ÖNCEKİ yazımızda,
modernleşme tarihimizin Batı’dan farklı olarak bürokratik elitler aracılığıyla
yukarıdan aşağıya doğru şekillendiği üzerinde durulmuş ve bunun demokrasimize
etkileri belirtilmişti. Yine, Batı burjuvasının Kilise ile devlet arasında kaldığını,
ancak kritik durumlarda devletin yanında konuşlandığı ifade edilmişti. Bizde
ise bürokratlar ve burjuvazilerin devlette kendilerine yaşam alanı oluşturmak
için çalıştıkları ortaya konmuştu.
2000’li yılların başında “siviller”
siyâsette söz sahibi oldular. Toplumun haklı beklentilerinin
büyük kısmı siyâsiler tarafından çözüldü ve “sivilleşme” vurgusu üzerinde
duruldu. Bundan rahatsız olan bazı elitler ve burjuvaziler, 15 Temmuz hain
darbe girişiminin gidişatını bekleyip ona göre şekillendiler.
Bu durumu daha açık yazmak
gerekirse, 15 Temmuz gecesi devleti millet korudu! Koruyan bu millet içinde,
elit ve burjuvazilerin çok büyük kısmı yoktu. Şöyle ki; o gece ağırlıklı olarak
düşük profilli otomobiller meydanları doldururken, darbenin seyri “siviller”
lehinde açık olunca, meydanlarda önemli kamu kurumu, özel kurum ve burjuvazi de
görülmeye başlandı. Aslında her şey burada gizlidir!
Devlette yaşam alanlarını kalıcı
kılmak üzere konuşlanan burjuvazinin bu hareketi, alışkanlıklarının bir
sonucuydu. Hâlâ bu süreç devam ediyor.
Batı’da devletin şekillenmesine
yardımcı olan burjuvazi, bizde ise “para”, “arsa” ve “masa”dan öteye geçemiyor.

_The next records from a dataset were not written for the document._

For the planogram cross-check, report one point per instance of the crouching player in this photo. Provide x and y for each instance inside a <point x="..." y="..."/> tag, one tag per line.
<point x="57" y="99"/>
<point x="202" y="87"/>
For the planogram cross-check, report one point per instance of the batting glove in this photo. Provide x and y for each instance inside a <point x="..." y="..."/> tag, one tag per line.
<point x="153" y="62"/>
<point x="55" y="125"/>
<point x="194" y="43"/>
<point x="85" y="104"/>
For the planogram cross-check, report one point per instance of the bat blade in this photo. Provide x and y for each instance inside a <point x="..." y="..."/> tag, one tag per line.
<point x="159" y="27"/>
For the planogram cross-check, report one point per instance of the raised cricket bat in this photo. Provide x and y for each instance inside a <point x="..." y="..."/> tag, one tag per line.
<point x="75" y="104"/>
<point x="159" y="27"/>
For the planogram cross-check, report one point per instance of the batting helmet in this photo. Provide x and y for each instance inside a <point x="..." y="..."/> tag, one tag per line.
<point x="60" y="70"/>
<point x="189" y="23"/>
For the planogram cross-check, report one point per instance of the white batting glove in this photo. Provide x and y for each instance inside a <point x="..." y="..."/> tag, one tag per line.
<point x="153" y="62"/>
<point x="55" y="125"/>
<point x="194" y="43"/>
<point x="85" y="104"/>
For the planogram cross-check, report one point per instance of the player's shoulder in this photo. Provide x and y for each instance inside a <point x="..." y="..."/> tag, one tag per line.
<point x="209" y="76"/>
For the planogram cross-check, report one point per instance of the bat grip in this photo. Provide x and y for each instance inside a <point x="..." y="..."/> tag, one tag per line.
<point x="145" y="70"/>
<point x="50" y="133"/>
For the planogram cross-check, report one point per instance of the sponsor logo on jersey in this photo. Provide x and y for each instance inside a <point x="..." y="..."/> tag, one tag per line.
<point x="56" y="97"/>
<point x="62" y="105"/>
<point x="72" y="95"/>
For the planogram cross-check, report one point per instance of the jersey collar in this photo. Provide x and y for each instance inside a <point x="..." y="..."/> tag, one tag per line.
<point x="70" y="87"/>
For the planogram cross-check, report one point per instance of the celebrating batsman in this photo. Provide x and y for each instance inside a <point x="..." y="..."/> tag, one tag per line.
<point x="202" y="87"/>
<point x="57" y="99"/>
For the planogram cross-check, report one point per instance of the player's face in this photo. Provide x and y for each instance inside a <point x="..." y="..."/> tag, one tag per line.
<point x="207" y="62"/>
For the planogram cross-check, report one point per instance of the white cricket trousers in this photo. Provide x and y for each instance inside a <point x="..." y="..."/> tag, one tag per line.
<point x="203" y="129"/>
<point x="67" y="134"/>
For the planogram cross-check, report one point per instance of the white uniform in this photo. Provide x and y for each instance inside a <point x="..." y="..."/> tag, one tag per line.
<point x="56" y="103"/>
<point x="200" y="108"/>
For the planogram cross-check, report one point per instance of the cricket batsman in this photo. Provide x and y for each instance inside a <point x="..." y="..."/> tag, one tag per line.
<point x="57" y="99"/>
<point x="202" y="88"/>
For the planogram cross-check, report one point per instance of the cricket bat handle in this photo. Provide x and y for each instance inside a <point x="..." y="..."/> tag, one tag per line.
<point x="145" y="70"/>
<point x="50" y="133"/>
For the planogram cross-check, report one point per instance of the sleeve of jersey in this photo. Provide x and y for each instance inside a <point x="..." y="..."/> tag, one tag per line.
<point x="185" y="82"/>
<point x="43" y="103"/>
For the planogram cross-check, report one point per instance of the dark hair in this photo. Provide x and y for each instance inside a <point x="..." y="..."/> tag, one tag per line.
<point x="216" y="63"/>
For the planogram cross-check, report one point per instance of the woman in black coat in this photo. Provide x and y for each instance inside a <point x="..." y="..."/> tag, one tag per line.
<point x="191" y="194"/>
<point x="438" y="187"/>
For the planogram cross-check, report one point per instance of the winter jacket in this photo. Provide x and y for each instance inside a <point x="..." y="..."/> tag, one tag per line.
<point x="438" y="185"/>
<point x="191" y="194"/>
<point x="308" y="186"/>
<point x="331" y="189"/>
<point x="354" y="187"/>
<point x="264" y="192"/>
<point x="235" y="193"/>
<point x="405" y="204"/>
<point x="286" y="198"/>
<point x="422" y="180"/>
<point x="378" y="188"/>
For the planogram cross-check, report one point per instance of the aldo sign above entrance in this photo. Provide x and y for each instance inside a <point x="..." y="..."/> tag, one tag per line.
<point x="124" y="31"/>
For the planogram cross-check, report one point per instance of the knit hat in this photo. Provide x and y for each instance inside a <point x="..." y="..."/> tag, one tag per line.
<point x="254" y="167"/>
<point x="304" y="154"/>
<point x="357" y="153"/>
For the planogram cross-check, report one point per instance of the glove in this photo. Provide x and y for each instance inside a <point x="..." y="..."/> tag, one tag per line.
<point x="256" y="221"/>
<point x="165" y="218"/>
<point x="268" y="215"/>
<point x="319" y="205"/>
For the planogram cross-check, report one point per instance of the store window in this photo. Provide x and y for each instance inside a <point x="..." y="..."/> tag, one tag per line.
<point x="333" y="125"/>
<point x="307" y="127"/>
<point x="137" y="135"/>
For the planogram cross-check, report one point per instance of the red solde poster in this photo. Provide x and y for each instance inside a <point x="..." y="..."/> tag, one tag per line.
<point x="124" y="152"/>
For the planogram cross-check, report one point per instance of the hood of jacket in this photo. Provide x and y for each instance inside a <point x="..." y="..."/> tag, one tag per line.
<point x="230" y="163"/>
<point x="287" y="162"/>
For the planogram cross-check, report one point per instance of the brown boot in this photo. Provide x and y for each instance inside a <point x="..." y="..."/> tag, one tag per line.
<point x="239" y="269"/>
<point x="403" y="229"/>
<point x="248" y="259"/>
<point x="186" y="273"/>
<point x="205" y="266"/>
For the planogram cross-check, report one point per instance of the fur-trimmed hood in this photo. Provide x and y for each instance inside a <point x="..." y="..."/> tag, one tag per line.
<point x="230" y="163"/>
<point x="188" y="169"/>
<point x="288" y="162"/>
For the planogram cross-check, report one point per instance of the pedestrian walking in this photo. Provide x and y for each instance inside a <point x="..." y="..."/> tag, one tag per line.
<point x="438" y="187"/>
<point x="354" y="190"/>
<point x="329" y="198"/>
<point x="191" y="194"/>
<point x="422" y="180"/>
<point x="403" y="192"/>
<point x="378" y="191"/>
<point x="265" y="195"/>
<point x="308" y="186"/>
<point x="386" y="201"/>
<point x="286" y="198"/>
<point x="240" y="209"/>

Çünkü 1980’den sonra medya, inşaat ve banka alanında ciddî yapılanmaya giden
yeni bir burjuvazi sınıfı doğdu. Bu sınıf siyâsete de hâkim oldu. “Dâvâ”
için yola çıkılan durumdan “arsa” için
çalışılan bir paradigma değişimi oldu.
Devlet kendisini yeniden tanımladı
ve ibre yeniden vatandaştan yana döndü. Lâkin bu durumda da “demokratikleşme”
ve “modernleşme” atılımları yeni nesil burjuvazi sınıfının önüne geçemedi. Bu
durum “fikrî iktidar” olunamadığının belirtilmesiyle aşikâr oldu. Şimdi yeniden
yol ayrımına gelindi.
Sosyal
medyada Kur’ân-ı Kerîm’i yırtan ve tükürenlerin yetiştiği bir damar var. Bu
damarı besleyen kanal, modernleşme sürecindeki demokratikleşmenin sekteye
uğramasıyla canlılığını koruyor. Özellikle bu damar, Evrim Teorisi’nin mutlak
bir bilim olarak sunulmasının oluşturduğu bir inkâr kanalıyla besleniyor.
“Demokratikleşme”
sürecinde, bu inkâr kanalı kesilip atılmadığı sürece milletin maddî ve mânevî
değerlerine alenen hakaret edenler bitmeyecektir. Bu nedenle, bulunduğumuz
dönem, fikrî açıdan sancılı bir dönemdir. Burjuvazinin bu inkâr kanalı ile
mücadele ettiğini söylemek güçtür.
Gelecek
kuşaklara daha iyi bir ülke bırakmak ve yerine yeni paradigmaların konulmasına
fırsat sunması açısından da bu dönem çok önemli bir evredir. Devletin yeniden
tanımlanmaya çalışıldığı bu süreçte siyâsî aktörlerin alacağı tavır, belirleyici
rol oynayacaktır. Ancak “fikrî iktidarın demokratikleşme ile taçlandırılması”
aşamasında burjuvazinin Meclis’te kalkacak eli durduramayacağı da açıktır. Bu
aşamada, teknolojik atılımlar, milletin idrak gücü ve devlete olan sadâkat,
“demokratikleşmeye” kuvvet verecektir.
“Demokratikleşme”
süreci, fikrî iktidarın filiz vermesine zemin oluşturması açısından son derece
dikenlidir. Sivil iktidarın, her dönem konumlarını koruyan burjuvazi sınıfının
paradigmasının sadece kabuk değiştirdiğini görmesi kolay olmayacaktır. Bu kabuk
içindeki inkârı besleyen damarı görüp yerine maddî-mânevî değerler özünü
koymadıkça, gerçek mânâda demokratikleşme olmayacaktır. Bunun başarılmasında
cesarete, akla ve üretkenliğe özen gösterilmesi şarttır.
Unutulmamalıdır
ki, bu aziz ülkede din istismarcılığı bütün kazanımları yok edebilecek potansiyeli
barındırdığı için, “demokratikleşme” ve “fikrî iktidar” sürecine son derece
özen gösterilmelidir. Teknoloji ve ekonomiye yön vermesi bakımından bilim,
kullanılışlı bir aparattır.
Milletin
mânevî değerlerine alenen hakaret etmek, onların değerlerini alaya almak, fikir
hürriyeti değildir. Yabancılar, bu durumu bildikleri için içerideki
“burjuvazileri” destekleyecek ve inkâr kanalını sürekli açık tutacak,
kullanışlı provokatörlere kucak açacaktır. “Demokratikleşme” süreci, milletin
maddî-mânevî değerlerine saygıyla perçinlenmedikçe, bu kanal her zaman sancılı
süreçleri beslemek için kullanıma hazır hâlde duracaktır.